House lights down please. Slide one. Exhibit A: our current administration.

Composed of (1) provincial nobodies who, had not blind fate bestowed money or connections, would have aspired to no loftier position than a seat on their town zoning council; (2) longtime government operatives with pasts that could most generously be described as "checkered," and a history of holding positions that are extreme even by the standards of extremists, and (3) a collection of Dr. Strangelove's from the fringes of academia. Of the latter two classes it is difficult to say which provides the more fitting candidates to be cast as the villain in James Bond films.

These people mistake loyalty for respect and aren't wise enough to feel fear. They think rules are for suckers, that they can make there own reality. They would have us believe that mindless thrashing is in fact their brilliant master plan.

Beware those who conduct their affairs as if big problems have simple and easy solutions. Such beliefs are the refuge of the lazy, for whom the honest and necessary work of building robust constituencies based on interest to advance specific policies is too mentally taxing, frustrating, tiresome and slow. Yes, it is tempting to believe that they have found some kind of secret shortcut to a better, safer world. But recognize a medicine show when you see one. The administration is operating somewhere on a continuum between out-and-out deception at one extreme and intellectual weakness, delusion, and foolishness at the other.
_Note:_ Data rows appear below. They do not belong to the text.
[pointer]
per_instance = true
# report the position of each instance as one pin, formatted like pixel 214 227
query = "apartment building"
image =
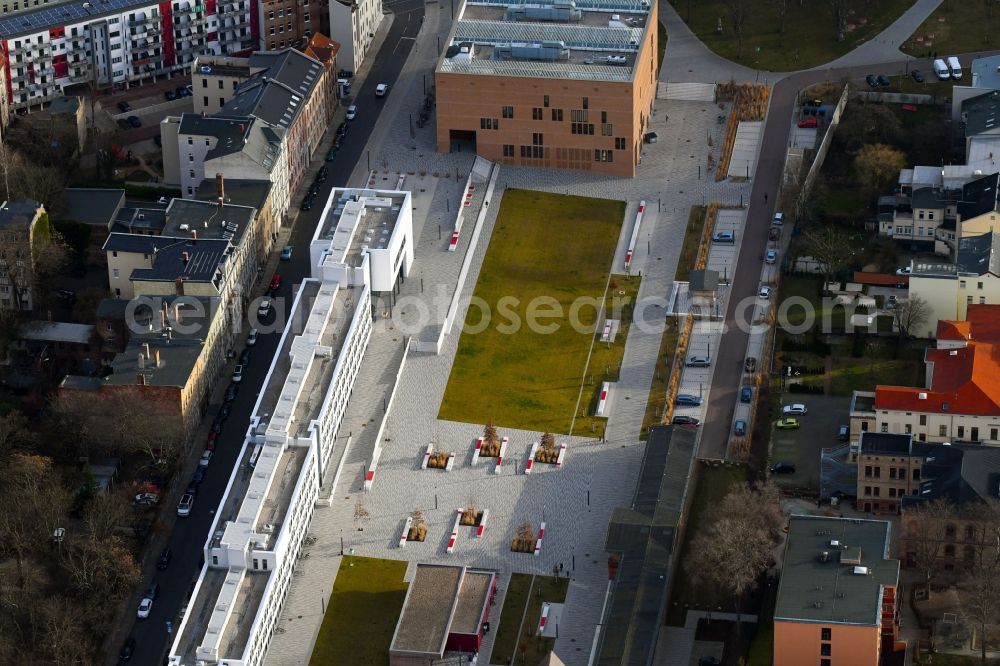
pixel 292 446
pixel 960 400
pixel 568 85
pixel 836 603
pixel 19 220
pixel 114 42
pixel 353 24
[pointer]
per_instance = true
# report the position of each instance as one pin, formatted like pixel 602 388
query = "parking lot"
pixel 803 447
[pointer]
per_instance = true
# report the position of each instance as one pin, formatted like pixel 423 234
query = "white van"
pixel 955 66
pixel 941 70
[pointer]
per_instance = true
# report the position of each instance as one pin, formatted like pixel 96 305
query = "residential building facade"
pixel 114 43
pixel 837 599
pixel 551 85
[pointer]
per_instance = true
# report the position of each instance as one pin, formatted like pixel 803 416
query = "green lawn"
pixel 364 607
pixel 544 246
pixel 712 484
pixel 967 26
pixel 809 38
pixel 606 359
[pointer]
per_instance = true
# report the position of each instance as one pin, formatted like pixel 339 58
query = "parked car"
pixel 145 606
pixel 184 506
pixel 787 423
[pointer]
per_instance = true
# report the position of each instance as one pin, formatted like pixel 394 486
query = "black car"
pixel 128 649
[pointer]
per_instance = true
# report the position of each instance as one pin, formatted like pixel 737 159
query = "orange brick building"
pixel 837 597
pixel 568 85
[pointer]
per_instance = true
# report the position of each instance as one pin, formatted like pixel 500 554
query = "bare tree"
pixel 734 548
pixel 910 314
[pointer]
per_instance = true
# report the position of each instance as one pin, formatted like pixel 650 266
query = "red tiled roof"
pixel 965 380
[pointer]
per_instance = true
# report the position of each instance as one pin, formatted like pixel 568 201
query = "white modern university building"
pixel 289 457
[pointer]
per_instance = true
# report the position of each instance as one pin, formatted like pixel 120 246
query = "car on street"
pixel 145 607
pixel 787 423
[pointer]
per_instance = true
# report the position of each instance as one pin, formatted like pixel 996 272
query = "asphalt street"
pixel 190 534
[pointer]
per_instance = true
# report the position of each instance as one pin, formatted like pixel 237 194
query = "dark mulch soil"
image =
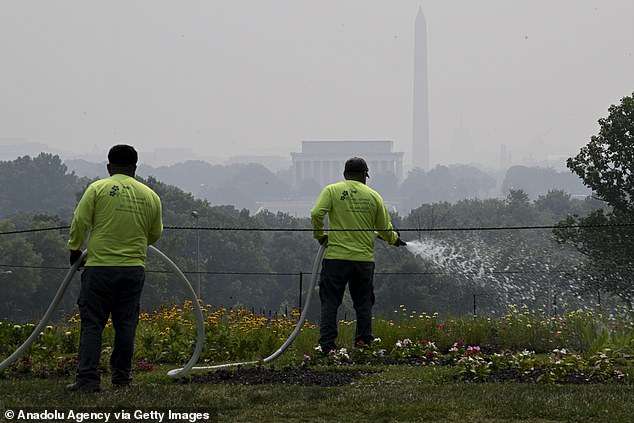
pixel 509 375
pixel 288 376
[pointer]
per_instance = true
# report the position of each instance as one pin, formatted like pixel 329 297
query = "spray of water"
pixel 451 257
pixel 474 263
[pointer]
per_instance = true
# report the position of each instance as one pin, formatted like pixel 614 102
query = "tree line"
pixel 470 255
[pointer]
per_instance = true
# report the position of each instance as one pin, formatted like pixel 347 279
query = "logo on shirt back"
pixel 345 194
pixel 115 190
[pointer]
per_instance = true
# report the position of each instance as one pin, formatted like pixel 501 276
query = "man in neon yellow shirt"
pixel 123 217
pixel 349 258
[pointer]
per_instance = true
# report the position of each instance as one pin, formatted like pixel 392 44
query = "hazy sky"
pixel 239 77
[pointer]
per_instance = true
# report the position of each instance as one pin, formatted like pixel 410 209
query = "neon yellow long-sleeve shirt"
pixel 351 205
pixel 123 217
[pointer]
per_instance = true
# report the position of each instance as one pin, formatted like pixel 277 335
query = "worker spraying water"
pixel 123 217
pixel 354 212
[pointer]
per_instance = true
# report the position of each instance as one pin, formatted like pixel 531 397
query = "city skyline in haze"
pixel 246 78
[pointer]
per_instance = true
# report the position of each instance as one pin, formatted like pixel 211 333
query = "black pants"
pixel 108 292
pixel 335 274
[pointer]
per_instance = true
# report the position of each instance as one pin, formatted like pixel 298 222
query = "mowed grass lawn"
pixel 389 394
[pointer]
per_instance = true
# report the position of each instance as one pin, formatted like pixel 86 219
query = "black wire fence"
pixel 452 271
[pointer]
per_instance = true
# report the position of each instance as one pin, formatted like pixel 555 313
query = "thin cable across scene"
pixel 456 229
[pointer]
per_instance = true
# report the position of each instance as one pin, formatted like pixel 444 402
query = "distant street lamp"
pixel 195 216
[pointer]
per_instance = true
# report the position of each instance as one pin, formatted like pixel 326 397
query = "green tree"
pixel 606 238
pixel 20 274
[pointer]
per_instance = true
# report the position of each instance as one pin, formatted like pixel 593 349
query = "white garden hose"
pixel 200 324
pixel 291 338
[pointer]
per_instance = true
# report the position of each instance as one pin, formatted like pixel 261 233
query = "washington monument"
pixel 420 132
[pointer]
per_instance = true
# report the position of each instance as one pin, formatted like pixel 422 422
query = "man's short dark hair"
pixel 355 165
pixel 123 155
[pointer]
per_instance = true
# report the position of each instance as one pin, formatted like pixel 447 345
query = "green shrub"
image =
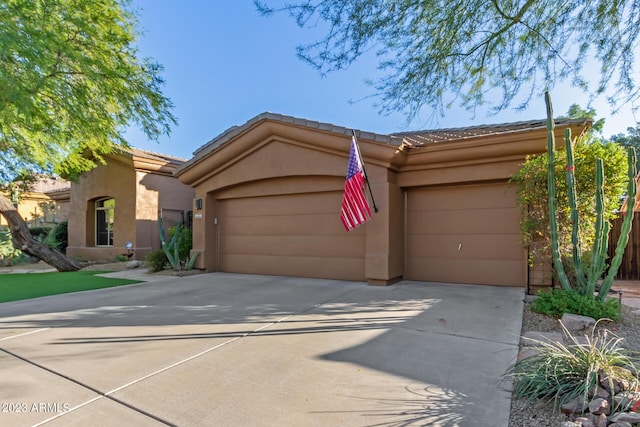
pixel 563 372
pixel 156 260
pixel 557 302
pixel 39 233
pixel 58 237
pixel 7 252
pixel 186 241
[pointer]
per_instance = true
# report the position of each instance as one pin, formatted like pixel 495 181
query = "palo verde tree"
pixel 533 195
pixel 70 83
pixel 435 53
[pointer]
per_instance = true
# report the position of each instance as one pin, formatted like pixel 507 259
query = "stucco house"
pixel 45 205
pixel 120 202
pixel 268 196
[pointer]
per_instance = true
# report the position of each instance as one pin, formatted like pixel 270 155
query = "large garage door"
pixel 289 235
pixel 465 234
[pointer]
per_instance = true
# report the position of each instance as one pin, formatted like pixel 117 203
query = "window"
pixel 104 222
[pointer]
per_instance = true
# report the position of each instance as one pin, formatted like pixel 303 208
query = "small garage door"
pixel 289 235
pixel 465 234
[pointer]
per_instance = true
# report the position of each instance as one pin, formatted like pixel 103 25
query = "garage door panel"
pixel 506 247
pixel 486 221
pixel 465 234
pixel 343 268
pixel 296 225
pixel 313 246
pixel 275 205
pixel 486 272
pixel 448 198
pixel 290 235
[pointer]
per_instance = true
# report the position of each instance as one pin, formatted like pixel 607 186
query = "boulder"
pixel 575 322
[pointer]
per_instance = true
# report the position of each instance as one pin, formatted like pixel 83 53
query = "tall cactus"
pixel 586 285
pixel 601 238
pixel 621 245
pixel 551 189
pixel 575 223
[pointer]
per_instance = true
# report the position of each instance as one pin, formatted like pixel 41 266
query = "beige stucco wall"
pixel 117 180
pixel 140 195
pixel 155 194
pixel 272 157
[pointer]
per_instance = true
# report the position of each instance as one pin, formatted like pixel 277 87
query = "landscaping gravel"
pixel 540 414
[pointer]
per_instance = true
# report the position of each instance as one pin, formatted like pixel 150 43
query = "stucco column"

We can debate where on the spectrum they truly sit--but it doesn't really matter. You don't want to be strolling in any part of that neighborhood after dark.

They haven't shown any reluctance to breaking actual laws, so they certainly aren't going to think twice about smashing institutional traditions that they (accurately) see as constraining of the executive scope of action. In fact, they are purposely flouting all precedent in an attempt to permanently redefine the relationship between the branches of government and to blur the lines between partisan activity and government business. But such tactics won't lead to a stable altered government anymore than you can breed children with wings by sewing feathers to your ass.

This administration is that one drunk dumbass that always insists on standing up in the canoe.

So what are the democrats to do? When one power is intent on setting fire to every useful constraint and institution, inaction is not an option. Extremism in one part of the political arena must engender extreme reactions as surely as nature abhors a vacuum. What is truly remarkable about the way the new congress has conducted its business so far is not the aggressiveness with which it pursues oversight, with which it seeks to stabilize the ship, but the restraint with which it conducts that oversight. They know that even as they seek to call the administration to account for countless faults, they must simultaneously salvage our beleaguered institutions and traditions in hopes that one day, before too long, a saner executive will be able to use them to govern effectively.